Chapter 1: The Hard Way

Of all the things Elder Neeley hated about Uganda—the violence, the AIDS, the death, the loneliness, the snakes—the one thing he hated more than anything else was the heat.

Gosh, it was hot. He was sure the eggs were frying themselves on the counter. The walls were probably melting. The air was probably boiling.

_Jesus, I know I'm here on your command and you know I love doing your work, but are these long pants really necessary? Could you forgive me just this once?

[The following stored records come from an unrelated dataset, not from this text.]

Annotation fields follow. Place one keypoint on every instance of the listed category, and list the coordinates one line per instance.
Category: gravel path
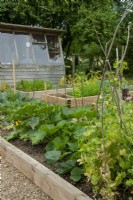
(15, 186)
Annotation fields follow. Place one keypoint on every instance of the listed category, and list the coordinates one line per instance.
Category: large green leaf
(33, 122)
(76, 174)
(66, 166)
(38, 137)
(52, 156)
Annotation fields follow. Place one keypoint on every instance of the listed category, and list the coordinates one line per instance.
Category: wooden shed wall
(30, 72)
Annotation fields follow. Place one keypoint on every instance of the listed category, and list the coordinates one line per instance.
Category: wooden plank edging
(52, 184)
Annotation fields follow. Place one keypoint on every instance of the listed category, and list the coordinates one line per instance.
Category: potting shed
(34, 53)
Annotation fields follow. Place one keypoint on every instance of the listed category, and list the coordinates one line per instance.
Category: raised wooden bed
(52, 184)
(72, 102)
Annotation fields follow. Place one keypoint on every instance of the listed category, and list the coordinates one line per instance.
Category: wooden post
(14, 77)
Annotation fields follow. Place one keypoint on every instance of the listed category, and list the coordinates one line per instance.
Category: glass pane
(7, 48)
(24, 48)
(38, 38)
(39, 46)
(53, 46)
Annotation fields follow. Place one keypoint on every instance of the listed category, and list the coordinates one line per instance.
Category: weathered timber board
(52, 184)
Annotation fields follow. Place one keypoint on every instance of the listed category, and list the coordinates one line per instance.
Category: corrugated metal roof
(28, 28)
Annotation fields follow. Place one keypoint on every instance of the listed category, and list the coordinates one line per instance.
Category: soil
(37, 152)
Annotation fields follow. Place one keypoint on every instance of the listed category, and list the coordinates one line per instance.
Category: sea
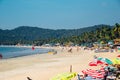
(13, 51)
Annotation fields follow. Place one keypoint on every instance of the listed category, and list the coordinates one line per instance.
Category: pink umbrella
(96, 63)
(118, 56)
(94, 73)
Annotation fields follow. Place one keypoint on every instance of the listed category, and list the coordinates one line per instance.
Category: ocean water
(11, 51)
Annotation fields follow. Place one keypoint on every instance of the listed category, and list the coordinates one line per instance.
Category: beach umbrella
(105, 60)
(116, 61)
(94, 73)
(118, 56)
(64, 76)
(92, 64)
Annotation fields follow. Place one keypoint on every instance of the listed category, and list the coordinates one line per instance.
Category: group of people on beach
(111, 73)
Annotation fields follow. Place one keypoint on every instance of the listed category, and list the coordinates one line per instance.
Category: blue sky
(58, 14)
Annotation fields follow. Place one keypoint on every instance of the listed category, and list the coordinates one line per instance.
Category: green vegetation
(39, 36)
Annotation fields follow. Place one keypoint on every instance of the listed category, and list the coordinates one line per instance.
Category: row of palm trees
(104, 33)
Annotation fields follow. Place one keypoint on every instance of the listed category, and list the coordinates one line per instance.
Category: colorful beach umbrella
(94, 73)
(118, 56)
(64, 76)
(96, 63)
(116, 61)
(105, 60)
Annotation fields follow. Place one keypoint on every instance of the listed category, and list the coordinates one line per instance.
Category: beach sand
(45, 66)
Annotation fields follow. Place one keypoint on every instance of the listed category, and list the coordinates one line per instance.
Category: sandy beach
(45, 66)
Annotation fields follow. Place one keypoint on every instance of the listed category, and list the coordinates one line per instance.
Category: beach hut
(64, 76)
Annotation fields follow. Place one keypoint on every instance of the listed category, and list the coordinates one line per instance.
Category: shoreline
(45, 66)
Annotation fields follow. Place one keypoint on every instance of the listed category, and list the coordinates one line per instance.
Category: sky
(58, 14)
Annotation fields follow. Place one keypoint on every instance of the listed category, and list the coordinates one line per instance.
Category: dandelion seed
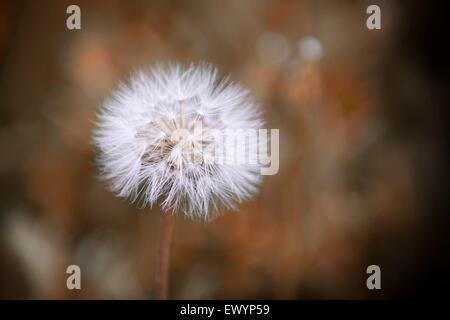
(151, 151)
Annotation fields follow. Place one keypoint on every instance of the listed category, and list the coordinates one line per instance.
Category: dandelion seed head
(154, 138)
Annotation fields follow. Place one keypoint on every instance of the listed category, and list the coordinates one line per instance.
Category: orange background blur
(359, 146)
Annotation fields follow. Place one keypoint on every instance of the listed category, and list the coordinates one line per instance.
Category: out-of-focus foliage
(348, 193)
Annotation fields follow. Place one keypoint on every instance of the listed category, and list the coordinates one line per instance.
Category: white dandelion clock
(159, 138)
(171, 136)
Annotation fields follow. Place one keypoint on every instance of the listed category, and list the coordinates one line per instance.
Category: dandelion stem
(165, 240)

In Heavenly Father's name, Amen._

When he pulled his hands apart, Elder Neeley noticed they were sticky with sweat.

Gross.

That was a no, then.

Elder Neeley managed to slosh over the freezer hoping for—darn it! Didn't anyone around here know the rules? If you finish off the ice, you replace it. Simple.

He wondered if there was a way to finger-print the fridge and force the ice culprit into doing some extra chores, or something.

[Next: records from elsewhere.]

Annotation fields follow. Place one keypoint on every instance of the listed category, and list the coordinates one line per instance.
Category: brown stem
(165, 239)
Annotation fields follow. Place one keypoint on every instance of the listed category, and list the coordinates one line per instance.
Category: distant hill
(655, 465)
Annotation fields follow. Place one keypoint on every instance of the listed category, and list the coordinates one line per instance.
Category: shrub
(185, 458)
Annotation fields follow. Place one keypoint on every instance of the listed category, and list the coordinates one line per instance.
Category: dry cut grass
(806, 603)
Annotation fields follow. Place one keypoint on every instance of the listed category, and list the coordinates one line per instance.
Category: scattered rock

Elder Neeley glanced at the clock, and decided the chances of his survival over the next 12 hours without ice weren't as high as he hoped. So, bracing himself against the warm wall of bugs and unbreathable air that awaited him, he opened the door.

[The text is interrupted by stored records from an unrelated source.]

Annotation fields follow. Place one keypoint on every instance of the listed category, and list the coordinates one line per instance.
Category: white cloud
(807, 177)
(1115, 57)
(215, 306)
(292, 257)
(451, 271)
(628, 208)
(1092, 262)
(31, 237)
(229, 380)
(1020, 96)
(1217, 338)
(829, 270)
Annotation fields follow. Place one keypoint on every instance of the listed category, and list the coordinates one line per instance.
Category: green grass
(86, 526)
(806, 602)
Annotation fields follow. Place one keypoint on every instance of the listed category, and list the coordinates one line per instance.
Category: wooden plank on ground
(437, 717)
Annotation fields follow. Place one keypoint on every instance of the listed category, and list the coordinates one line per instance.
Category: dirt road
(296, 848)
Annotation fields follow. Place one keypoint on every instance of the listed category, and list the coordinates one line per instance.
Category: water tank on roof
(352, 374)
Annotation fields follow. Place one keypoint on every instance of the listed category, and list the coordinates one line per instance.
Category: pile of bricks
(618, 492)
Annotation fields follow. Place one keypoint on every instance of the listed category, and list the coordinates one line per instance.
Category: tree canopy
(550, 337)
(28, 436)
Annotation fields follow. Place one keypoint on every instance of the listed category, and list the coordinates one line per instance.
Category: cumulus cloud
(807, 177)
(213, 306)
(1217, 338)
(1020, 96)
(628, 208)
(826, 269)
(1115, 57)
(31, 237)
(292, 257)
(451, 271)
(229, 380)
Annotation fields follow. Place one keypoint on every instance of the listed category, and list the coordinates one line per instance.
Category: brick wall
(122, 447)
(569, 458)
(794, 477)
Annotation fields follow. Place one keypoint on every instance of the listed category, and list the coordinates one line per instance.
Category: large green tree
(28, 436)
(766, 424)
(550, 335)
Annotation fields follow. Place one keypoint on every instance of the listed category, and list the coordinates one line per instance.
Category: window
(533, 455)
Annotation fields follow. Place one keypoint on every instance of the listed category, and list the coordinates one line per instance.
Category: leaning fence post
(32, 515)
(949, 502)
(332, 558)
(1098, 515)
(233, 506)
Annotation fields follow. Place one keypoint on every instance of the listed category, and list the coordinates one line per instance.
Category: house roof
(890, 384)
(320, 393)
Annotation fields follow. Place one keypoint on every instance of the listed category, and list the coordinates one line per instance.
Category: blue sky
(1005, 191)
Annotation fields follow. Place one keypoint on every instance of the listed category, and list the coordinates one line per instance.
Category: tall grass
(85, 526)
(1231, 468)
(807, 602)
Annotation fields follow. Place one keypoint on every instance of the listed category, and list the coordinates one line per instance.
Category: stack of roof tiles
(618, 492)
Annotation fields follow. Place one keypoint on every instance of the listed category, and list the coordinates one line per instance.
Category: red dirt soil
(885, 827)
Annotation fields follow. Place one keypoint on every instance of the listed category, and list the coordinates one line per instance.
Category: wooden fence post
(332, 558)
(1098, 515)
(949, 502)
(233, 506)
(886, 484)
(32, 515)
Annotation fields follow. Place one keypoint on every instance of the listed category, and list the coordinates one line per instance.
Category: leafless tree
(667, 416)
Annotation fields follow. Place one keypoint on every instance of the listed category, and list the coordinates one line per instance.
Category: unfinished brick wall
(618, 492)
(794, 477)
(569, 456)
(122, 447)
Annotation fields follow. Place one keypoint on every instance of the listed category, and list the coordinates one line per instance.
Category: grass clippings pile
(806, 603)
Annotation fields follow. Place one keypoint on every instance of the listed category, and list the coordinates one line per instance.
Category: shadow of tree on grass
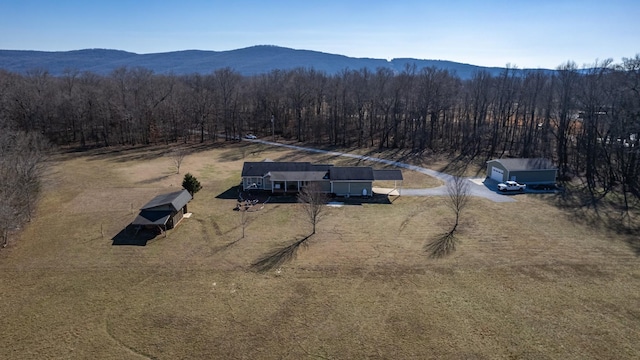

The walk to the ice house wasn't too long and his destination was the coldest place for 10 miles. That made the fact that Elder Neeley was practically turning into a puddle worth it, right?

Using the very last of his wobbly, gelatinous arm strength—_Jesus, please don't fail me now. I'm so close.—_to swing open the door of the ice house, Elder Neeley was thrilled to collapse into a fresh, uninhabited Arctic Tundra.

Well, maybe not fresh, as the ice was mostly water. And maybe not Arctic Tundra, because it was Uganda. And definitely not uninhabited because clearly some other people had the same idea. There was the General, sitting in the corner, skinning a carcass.

A very bloody carcass.

Elder Neeley nodded nervously at him. There was Kalimba, chatting with the ice house owner—what was her name again?—about, well, something colorful. But Elder Neeley was used to that. He had heard more swearing in the last 2 months than he had his entire Utah born-and-raised whitebread life. But Elder Neeley was pretty good at filtering that stuff out. The last time he had accidentally taken the Lord's name in vain, his apology prayer lasted upwards of an hour.

(Sometimes Elder Neeley was convinced he was the only Elder who used that 9 to 10 blocked out time for actually conversing with the Lord.)

And—oh, look! It was the familiar white shirt/black pants combo. Some other Elders had come to replace the ice after all. Couldn't they have left a note?

As Elder Neeley bounced forward to say 'hi,' he noticed...

Oh.

Wow.

That was Elder Price and Elder McKinley, wasn't it?

They were sitting kind of close, weren't they?

Like, legs wrapped around each other or something.

Elder McKinley was sitting on Elder Price's lap.

He was whispering something in his ear.

Was that even legal?

_Jesus, Lord, Heavenly Father, please. Umm... get me out of here. Amen._

Elder Neeley noticed Kalimba glaring at him. He smiled weakly, and she motioned him over, hissing in his ear, "This is the only place for 50 miles those two boys can get some peace, so I'll expect you'll leave them right alone, understand?"

"Oh, um, yeah. Sure." Like he was going to give another answer under that gaze.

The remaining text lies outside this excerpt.